I was actively involved in church when I met my husband.  He told me that he was a new Christian and didn’t know how to get close to God, but he really, really wanted to.  He had a serious problem though in that he could barely read, so the Bible didn’t make sense to him.  He claimed to be committed and said he was trying to read it every single day.  I noticed it laying out when I went to his house.  For some reason, I failed to notice the four pictures of satan on his walls.  He wanted my help, since I seemed like such a solid Christian.  Naturally, I was thrilled to help a lost sinner find the Lord.

Years later, after the abuse and adultery and alcohol and porn addictions were admitted facts I confronted him on that early lie.  I said, “You lied to me.  You told me you had just gotten saved and needed my help because you wanted to grow close to God……But, you lied about everything.”  He looked at me like he couldn’t believe I was surprised by that and replied, “Of course, I did.  I had to lie, otherwise you never would have married me.”

Why did my husband go after me, a Christian woman, when he was so thoroughly committed to his demons?

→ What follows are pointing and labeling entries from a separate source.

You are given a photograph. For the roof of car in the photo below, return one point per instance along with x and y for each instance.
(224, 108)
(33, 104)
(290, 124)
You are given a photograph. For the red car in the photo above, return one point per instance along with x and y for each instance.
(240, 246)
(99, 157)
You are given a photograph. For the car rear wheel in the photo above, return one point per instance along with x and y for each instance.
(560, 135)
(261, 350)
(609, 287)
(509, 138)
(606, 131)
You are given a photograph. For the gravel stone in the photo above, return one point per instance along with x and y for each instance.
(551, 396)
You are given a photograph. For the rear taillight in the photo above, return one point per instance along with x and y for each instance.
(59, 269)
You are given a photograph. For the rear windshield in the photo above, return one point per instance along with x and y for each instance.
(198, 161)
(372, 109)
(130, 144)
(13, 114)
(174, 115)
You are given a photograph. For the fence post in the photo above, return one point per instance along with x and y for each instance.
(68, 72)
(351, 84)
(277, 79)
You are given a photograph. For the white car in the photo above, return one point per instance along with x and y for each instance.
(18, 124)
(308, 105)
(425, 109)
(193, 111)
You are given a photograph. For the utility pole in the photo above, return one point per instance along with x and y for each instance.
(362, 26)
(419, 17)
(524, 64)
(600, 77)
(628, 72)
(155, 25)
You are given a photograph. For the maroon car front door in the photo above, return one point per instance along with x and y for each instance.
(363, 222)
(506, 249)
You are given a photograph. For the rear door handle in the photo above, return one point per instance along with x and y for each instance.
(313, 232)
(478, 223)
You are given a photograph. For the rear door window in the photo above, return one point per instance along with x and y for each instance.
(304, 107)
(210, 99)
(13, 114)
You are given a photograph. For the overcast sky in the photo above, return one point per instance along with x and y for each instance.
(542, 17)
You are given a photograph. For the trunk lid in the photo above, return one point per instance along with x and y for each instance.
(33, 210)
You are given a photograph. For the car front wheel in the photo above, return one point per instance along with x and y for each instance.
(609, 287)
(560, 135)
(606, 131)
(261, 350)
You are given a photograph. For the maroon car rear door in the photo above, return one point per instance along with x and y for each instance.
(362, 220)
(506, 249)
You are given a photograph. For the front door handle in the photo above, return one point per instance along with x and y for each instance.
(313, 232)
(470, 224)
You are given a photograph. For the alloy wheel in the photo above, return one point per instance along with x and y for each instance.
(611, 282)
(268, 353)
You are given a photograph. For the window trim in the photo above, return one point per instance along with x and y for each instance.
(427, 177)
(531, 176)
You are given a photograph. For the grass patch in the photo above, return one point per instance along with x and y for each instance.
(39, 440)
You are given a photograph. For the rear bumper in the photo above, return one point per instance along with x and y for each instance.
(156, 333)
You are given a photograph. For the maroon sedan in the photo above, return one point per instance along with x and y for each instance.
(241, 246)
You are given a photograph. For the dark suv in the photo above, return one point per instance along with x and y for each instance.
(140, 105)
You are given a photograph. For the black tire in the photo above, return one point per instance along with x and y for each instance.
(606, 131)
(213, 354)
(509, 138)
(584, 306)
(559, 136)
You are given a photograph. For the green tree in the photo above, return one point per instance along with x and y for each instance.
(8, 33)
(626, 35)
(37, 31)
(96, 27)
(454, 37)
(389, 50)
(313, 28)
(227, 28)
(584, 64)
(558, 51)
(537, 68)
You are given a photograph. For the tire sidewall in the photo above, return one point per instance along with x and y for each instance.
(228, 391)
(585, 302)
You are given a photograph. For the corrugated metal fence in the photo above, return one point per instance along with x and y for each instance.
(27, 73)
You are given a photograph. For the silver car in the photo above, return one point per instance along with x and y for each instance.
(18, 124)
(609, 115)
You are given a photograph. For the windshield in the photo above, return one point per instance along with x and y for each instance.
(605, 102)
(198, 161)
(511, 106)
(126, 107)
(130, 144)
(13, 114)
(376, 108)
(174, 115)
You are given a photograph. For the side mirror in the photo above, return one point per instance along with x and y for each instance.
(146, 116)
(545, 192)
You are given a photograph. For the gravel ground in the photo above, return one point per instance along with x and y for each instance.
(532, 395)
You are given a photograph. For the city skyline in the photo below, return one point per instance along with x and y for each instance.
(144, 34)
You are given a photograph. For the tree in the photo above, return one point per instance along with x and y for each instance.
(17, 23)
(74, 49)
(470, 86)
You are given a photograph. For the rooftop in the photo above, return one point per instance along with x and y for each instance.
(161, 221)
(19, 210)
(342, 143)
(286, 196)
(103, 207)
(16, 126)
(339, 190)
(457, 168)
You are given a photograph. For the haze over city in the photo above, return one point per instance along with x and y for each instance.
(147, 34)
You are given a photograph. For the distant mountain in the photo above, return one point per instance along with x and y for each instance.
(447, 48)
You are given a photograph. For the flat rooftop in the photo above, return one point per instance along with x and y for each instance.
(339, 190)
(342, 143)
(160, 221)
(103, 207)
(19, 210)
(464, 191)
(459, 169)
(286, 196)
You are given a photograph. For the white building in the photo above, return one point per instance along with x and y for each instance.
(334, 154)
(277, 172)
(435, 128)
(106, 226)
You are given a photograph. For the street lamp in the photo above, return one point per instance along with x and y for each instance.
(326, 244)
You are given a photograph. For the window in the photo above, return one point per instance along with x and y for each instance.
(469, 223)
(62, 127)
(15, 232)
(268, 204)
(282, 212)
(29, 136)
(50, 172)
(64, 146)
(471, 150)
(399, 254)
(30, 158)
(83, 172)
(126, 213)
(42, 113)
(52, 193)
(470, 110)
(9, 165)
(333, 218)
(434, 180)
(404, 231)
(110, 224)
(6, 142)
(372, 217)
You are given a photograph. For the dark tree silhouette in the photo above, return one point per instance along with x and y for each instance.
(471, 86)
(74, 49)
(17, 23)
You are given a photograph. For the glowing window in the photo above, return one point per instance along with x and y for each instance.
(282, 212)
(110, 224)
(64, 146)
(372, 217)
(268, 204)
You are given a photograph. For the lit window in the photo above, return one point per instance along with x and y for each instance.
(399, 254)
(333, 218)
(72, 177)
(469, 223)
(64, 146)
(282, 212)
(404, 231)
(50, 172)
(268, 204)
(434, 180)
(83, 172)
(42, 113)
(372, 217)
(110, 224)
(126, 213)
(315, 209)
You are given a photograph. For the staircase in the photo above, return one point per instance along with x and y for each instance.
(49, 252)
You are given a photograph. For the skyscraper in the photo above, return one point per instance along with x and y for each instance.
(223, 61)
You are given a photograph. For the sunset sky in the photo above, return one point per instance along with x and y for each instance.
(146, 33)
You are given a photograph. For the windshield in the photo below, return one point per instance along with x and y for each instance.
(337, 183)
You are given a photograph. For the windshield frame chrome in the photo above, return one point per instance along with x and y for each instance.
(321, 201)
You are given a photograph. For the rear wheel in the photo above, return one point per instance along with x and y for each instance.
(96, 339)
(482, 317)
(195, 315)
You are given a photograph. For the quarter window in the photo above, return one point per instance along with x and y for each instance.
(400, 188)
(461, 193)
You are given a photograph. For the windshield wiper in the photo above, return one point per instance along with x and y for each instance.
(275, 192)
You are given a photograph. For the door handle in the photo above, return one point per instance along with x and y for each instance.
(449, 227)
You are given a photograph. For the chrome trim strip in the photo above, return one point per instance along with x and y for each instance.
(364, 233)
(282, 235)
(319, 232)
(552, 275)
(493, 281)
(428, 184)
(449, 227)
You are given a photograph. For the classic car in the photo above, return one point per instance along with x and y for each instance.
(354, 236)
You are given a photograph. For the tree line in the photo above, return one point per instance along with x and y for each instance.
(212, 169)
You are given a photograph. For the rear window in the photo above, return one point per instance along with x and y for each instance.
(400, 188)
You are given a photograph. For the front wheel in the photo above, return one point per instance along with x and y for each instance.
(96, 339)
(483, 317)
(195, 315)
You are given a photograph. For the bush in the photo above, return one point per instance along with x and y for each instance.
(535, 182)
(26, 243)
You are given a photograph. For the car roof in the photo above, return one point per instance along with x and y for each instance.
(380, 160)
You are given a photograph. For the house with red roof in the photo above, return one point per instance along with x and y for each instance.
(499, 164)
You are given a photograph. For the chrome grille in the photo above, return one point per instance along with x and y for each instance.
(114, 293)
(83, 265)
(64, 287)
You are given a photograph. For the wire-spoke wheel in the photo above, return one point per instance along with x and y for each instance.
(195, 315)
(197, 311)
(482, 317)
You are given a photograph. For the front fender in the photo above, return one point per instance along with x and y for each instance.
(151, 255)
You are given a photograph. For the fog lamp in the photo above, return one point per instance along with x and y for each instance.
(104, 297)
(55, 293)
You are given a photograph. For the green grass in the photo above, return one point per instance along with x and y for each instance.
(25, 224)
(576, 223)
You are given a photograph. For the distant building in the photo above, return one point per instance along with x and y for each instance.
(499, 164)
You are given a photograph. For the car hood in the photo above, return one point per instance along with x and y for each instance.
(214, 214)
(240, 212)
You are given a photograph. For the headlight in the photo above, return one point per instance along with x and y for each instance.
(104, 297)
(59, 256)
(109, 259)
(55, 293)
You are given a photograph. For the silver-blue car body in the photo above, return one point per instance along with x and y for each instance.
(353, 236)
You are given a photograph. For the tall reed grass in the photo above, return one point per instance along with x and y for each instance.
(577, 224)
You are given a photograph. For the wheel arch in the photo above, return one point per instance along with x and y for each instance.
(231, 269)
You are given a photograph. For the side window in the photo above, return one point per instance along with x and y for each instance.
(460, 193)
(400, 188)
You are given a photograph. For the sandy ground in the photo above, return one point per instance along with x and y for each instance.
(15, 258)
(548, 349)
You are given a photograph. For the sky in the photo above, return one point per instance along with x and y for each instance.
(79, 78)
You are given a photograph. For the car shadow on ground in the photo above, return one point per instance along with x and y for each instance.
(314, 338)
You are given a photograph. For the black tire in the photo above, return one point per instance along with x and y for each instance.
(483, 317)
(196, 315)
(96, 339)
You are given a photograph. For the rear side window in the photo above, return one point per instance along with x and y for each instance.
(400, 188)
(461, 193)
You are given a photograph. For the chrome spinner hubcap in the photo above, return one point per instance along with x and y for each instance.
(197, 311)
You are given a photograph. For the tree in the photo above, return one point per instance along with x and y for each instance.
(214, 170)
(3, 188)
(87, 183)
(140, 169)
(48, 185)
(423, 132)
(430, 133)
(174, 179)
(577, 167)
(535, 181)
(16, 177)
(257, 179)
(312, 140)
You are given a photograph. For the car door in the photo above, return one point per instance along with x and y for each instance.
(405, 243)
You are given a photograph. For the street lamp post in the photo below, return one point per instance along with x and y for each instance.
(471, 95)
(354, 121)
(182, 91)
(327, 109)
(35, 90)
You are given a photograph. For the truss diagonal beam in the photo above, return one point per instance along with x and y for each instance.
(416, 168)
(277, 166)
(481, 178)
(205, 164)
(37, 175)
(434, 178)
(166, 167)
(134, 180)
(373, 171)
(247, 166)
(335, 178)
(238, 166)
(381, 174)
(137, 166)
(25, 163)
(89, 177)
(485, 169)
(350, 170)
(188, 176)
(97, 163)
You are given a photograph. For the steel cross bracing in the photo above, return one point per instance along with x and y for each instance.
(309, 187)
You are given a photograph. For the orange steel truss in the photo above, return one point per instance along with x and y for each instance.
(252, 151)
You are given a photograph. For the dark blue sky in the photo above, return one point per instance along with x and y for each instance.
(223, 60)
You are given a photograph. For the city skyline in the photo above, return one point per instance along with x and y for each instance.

My 16 year old son sees things in black and white.  He views it as part of the large spiritual battle between the forces of Good and evil.  He thinks it is evil trying to yoke itself to those who belong to the Good and take victims, prisoners of war.

I think it’s because we were easy targets.  Easy prey.  Praying targets.

We believed that we are to love the unlovable.  We believed that Jesus can redeem the worst of sinners.  We believed it is our duty to seek the lost and teach the gospel.  We believed in submission.  And, that last one was the nail in our coffin.

The thing is, these men are unlovable.  They refuse to be redeemed.  They refuse instruction from anyone and everyone.  But, we submitted to them anyway, believing that we were honoring our God by honoring our men.  Our naivete was our downfall.  I don’t say that to accept or place blame.  I’m merely exploring how to not get caught in this trap again.  And, I’m noticing a pattern.

There are plenty of nonChristian victims out there, too.  And, their stories need to be dissected as well.  I’m just saying that in my case and for the women my brother was involved with, hard core evil men went shopping for victims at church.

We need to analyze how we got here to make certain we never come here again.  We need to be able to recognize the warning signs.

The Bible tells us to be wise as serpents and innocent as doves.  For some reason, I’ve placed high value on the innocent part and failed to lay claim to the wisdom.  Wisdom would have told me that a man with pictures of satan all over his house has not recently been filled with the Holy Spirit.  Wisdom would have told me that a man who wants to learn about God but can barely read would be finding himself a church.   Wisdom would have told me that a man who left three wives was a habitual covenant breaker.

Wisdom would have told me to be afraid.  Very afraid.  It would have yelled at me to run.  Run fast and never look back.   Instead, I dropped to my knees and prayed for God to make him into the man I had originally believed him to be.  And, with head bowed and eyes closed I failed to notice I was in his cross-hairs.  I had become the perfect target.